観潮楼歌会は、1907年(明治40年)3月から1910年(明治43年)4月までの毎月1回森鴎外邸内で行われた歌会。森歐外邸の「観潮楼」に様々な歌人が招かれた。
与謝野鉄幹・伊藤左千夫・佐佐木信綱をはじめ、平野万里・吉井勇・石川啄木・北原白秋・上田敏(以上「新詩社」)、長塚節・古泉千樫・斎藤茂吉(以上「アララギ」)と多彩な顔ぶれ。
森歐外本人の言うところによれば、「新詩社とアララギを近づけたかった」ということ。短歌史上の意義としては、「西欧詩の発想を短歌に採り入れることで新しい方向を示した」といわれる。ここに明治・大正の短歌史の状況がかいま見えると僕は思う。
明治の知識人の基礎的教養としては漢籍が挙げられる。
正岡子規は7歳で「孟子」の素読をし、8歳で漢学を学び、11歳で五言絶句の漢詩を作った。伊藤左千夫は小学校卒業後14歳で漢籍を学び司馬遷の「史記」や屈原の漢詩に夢中になっていた。
正岡子規が「歌詠みに与ふる書」のなかで、
「西洋には詩といふものがあるやらないやらそれも分からぬ文盲浅学、まして小説や院本も、和歌と同じく文学といふ者に属すと聞かば、定めて目を剥いて驚き申すべく候。」(一部読み下し)
と述べたのは有名である。

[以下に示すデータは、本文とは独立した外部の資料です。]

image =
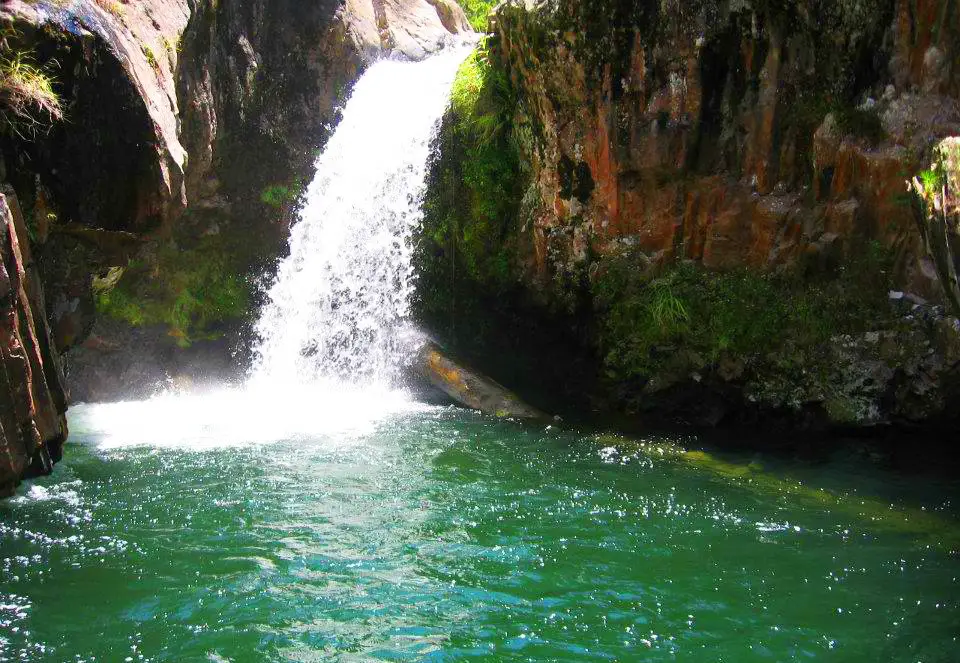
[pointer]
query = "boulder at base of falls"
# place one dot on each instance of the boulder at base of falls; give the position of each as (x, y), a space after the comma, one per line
(32, 402)
(469, 388)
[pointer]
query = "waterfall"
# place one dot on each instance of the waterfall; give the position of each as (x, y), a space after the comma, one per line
(339, 307)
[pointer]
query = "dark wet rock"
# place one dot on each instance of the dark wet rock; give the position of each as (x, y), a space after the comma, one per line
(32, 399)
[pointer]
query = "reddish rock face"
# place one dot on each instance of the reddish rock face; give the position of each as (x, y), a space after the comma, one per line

しかし、正岡子規が西洋の詩を研究した目立った痕跡はない。伊藤左千夫もしかりである。
学ぶ機会はあった。「若菜集」の出版から「新体詩抄」の出版の時期(1879年から1882年)、訳詩集「於母影」が世に出た時期(1889年)である。
仮にこれを1期・2期としよう。
その1期。正岡子規は自由民権運動に夢中になり、伊藤左千夫は例の「建白書」を政府に出し、明治法律学校に入学し政治家をめざしていた。
続く2期。正岡子規は「俳句分類」を著わすことを決意し、喀血もしている。伊藤左千夫は墨田区で牛乳搾乳業を始めたばかり。ともに詩を研究する余裕はなかっただろう。